A new grant from the U.S. Department of Justice will help Florida State University prevent and respond to power-based personal violence on campus and around the community.
FSU will receive $300,000 from the DOJ’s Office on Violence Against Women under the Grants to Reduce Domestic Violence, Dating Violence, Sexual Assault, and Stalking on Campus Program.
“This grant is a big win for Florida State University,” said Angela Chong, associate vice president for Student Affairs. “It certainly positions Florida State as a leader in the prevention of power-based personal violence.”
Grant funds will be used to enhance the efforts of the university’s three-tiered Coordinated Community Response Team, which includes an advisory panel as well as a prevention team and a response team. Those groups are tasked with supporting the FSU campus community and anyone who reports experiencing power-based personal violence.
The grant will be used to help the prevention team continue to promote greater awareness of the issues by creating a mandatory prevention and education program about sexual assault, dating violence and stalking for all incoming students.
The response team will implement a collaborative project to ensure that information on resources, awareness events and programming are tailored to meet the needs of each student population. The project, “Collective Empowerment: A Trauma Informed Approach to Caring for Tallahassee College Students,” will involve representatives from FSU’s CARE Program, Student Veterans Center, Center for Global Engagement, Student Disabilities Resource Center and the Pride Student Union.
The proposal was crafted by staff from University Health Services, led by Interim Director Amy Magnuson.
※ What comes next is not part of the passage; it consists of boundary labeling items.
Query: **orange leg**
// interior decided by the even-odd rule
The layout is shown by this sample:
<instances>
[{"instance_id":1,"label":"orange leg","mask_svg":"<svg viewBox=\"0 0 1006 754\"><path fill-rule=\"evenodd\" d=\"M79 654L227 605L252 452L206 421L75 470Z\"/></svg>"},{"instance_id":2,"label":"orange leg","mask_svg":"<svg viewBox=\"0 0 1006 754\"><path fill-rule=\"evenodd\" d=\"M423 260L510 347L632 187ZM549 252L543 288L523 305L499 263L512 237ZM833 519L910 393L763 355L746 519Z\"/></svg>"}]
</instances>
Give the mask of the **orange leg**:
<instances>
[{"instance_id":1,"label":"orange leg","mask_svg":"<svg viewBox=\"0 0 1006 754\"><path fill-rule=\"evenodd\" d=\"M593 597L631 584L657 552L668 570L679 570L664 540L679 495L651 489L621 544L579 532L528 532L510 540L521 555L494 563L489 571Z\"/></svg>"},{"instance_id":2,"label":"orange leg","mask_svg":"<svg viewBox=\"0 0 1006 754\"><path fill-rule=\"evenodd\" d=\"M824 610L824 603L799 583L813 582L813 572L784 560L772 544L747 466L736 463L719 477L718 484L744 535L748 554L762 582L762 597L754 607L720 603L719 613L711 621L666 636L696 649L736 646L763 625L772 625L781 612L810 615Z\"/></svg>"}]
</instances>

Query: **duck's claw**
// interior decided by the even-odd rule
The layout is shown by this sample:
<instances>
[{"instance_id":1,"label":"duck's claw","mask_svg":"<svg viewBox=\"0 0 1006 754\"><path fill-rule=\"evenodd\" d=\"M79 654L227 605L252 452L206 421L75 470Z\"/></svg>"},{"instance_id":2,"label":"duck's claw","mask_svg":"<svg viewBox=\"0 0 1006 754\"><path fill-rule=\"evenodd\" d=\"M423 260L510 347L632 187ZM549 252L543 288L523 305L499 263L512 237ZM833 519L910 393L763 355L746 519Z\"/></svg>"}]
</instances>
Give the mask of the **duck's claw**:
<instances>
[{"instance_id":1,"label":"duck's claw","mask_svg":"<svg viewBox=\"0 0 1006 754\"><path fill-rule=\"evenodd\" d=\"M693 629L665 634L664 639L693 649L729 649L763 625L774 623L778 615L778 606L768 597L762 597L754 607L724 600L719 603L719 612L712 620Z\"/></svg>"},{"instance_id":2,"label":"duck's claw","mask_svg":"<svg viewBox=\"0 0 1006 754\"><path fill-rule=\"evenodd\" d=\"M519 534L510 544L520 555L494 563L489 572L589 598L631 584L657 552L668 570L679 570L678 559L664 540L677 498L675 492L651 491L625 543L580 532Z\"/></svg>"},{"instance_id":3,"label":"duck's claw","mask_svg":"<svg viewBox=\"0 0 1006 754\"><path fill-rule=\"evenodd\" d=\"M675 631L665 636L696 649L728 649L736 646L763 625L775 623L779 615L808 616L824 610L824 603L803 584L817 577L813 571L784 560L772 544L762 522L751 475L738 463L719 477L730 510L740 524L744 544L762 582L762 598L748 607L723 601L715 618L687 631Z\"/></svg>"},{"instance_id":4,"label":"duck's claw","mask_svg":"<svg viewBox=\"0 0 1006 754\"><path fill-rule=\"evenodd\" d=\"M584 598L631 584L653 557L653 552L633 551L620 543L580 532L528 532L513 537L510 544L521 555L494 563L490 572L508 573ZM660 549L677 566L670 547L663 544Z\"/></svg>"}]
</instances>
“Our upcoming initiatives through this grant will demonstrate that these crimes will not be tolerated,” Magnuson said. “They will send a clear message that perpetrators will be held accountable and that holistic services are available for survivors.”
In addition, the university plans to enhance training of all campus law enforcement and campus disciplinary boards to respond effectively to situations involving power-based personal violence.
The enhancements the grant will provide involve more than 20 campus partners and external entities, including FSU’s Victim Advocate Program, the Athletics Department, the Office of Fraternity and Sorority Life and the Refuge House, Tallahassee’s local rape crisis center. Magnuson also plans to use the funds to strengthen collaboration between FSU, Florida A&M University and Tallahassee Community College.
“We are thrilled to have the opportunity to collaborate with several campus departments to expand and enhance our current coordinated response at FSU in addressing prevention and intervention of interpersonal violence,” Magnuson said. “We look forward to engaging our community partners and other institutions of higher learning to provide a unified trauma-informed message to improve survivor well-being.”